ARISE then used difference-in-difference regression analysis to examine the difference in ADF occurrence between parishes that received visits and those that did not, as well as between before and after the PSV Pilot. Reinhardt’s team found that PSV-visited parishes experienced .81 fewer fires per month after they were visited than they had before they were visited. This translates to approximately four fewer ADFs per five-month period for visited parishes. Parishes that did not receive PSV visits experienced no change in ADFs during the same time period.

Due to the timing of data collection and analysis, Reinhardt was unable to use this evaluation to determine whether the reduction in ADFs was directly caused by the PSV visits. Still, this type of impact evaluation is worthwhile and informative. It uncovers basic trends, measures outcomes, and helps determine whether those outcomes change over time. ECFRS incorporated insights and recommendations from Reinhardt’s evaluations to introduce impact evaluations immediately after a visit and three months following safety visits, tracking message memory and behavioural change following an intervention. Insights gained from these evaluations were then used to shape departmental training, provide feedback in appraisals, build a sense of shared achievement and impact, and ultimately shape the ECFRS Safe and Well offer.

Principles of Evaluation

Reinhardt’s ARISE Initiative continues to work with ECFRS to promote, proliferate, and embed strong evaluation principles into operations and public service delivery moving forward. Based on their evaluation and management experience, and informed by workshops and ongoing development of evaluation in ECFRS Home Safety, Reinhardt, MacAlister, and Moir have dubbed these principles ‘the 5 C’s’.

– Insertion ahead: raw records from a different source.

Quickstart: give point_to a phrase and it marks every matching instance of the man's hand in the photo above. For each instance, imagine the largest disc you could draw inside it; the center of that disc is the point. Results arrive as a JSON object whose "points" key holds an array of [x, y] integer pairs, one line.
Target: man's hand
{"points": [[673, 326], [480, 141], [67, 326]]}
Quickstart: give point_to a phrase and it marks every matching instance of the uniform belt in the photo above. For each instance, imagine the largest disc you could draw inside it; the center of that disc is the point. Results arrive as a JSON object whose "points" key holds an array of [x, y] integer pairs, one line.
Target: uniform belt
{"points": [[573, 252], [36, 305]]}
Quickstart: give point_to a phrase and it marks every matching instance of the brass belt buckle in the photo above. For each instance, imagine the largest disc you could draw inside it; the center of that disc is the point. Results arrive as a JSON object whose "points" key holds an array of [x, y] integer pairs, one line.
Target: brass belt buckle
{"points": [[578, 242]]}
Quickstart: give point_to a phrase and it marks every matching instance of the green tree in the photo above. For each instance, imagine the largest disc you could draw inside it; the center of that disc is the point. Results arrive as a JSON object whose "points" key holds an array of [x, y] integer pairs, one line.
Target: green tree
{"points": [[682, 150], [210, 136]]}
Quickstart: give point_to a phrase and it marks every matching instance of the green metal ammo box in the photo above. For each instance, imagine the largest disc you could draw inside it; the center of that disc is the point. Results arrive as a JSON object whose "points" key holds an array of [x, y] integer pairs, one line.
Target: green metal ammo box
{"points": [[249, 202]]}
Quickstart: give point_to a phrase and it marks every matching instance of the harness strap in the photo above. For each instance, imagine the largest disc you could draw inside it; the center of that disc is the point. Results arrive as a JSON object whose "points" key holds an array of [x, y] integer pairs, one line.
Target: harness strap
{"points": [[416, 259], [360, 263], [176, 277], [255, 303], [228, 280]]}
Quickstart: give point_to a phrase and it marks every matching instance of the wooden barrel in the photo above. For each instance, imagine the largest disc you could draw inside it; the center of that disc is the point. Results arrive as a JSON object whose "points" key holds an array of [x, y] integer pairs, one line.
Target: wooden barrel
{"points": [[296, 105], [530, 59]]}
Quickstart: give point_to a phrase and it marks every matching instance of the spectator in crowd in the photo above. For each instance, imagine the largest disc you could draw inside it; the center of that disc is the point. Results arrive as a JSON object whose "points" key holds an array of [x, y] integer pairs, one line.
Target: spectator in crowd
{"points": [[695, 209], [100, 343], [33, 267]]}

  1. Core: Evaluation should be embedded in the core of prevention services from the onset. Evaluating programmes only as they draw to an end runs the risk of generating misleading results, confusing stakeholders, and ultimately being unable to evidence impact. Incorporating evaluation design as an element of programme design ensures that final project outcome levels can be compared to baseline preliminary levels, and that continual reflection and refinement of service delivery can occur.
  2. Consistency: Evaluation cannot happen only once a year. Evaluators, decision makers, managers, and frontline service personnel should share and talk about evaluation results regularly. Stakeholders and personnel should be comfortable with reading reports, be helped to understand what results mean, and be informed of when to expect evaluations to be disseminated and/or reviewed.
  3. Clarity: Evaluation results must always be presented as clearly and simply as possible. Choose a format to present data that is accessible to all, irrespective of background or education. Allocate time to go over evaluations together to dispel any confusion or misinterpretation and issue corrections when found.
  4. Care: Evaluation results should not make people feel anxious. Share evaluation results with the people whose work is being evaluated before wider release. Do not negatively identify people in public settings.
  5. Constructiveness: Use evaluation to help craft and support a positive story of development and improvement. Allocate time to reflect on evaluations and use evaluation results to refine strategies. If an evaluation does not illuminate positive or successful programme aspects, be open about this. Seek collaborative ways of improving the areas that need help.

Conclusion

Research and evaluation helped shape and steer the prevention work stream by enabling them to claim the impact of their activity, and has empowered ECFRS to focus on priority communities and partnerships. Crucially, the continued review, reflection, and refinement has emboldened ECFRS to embed an evaluation culture into their work force. The work of Reinhardt, MacAlister, and Moir is an excellent example of how data, research, and evaluation can contribute to a continual improvement process within prevention.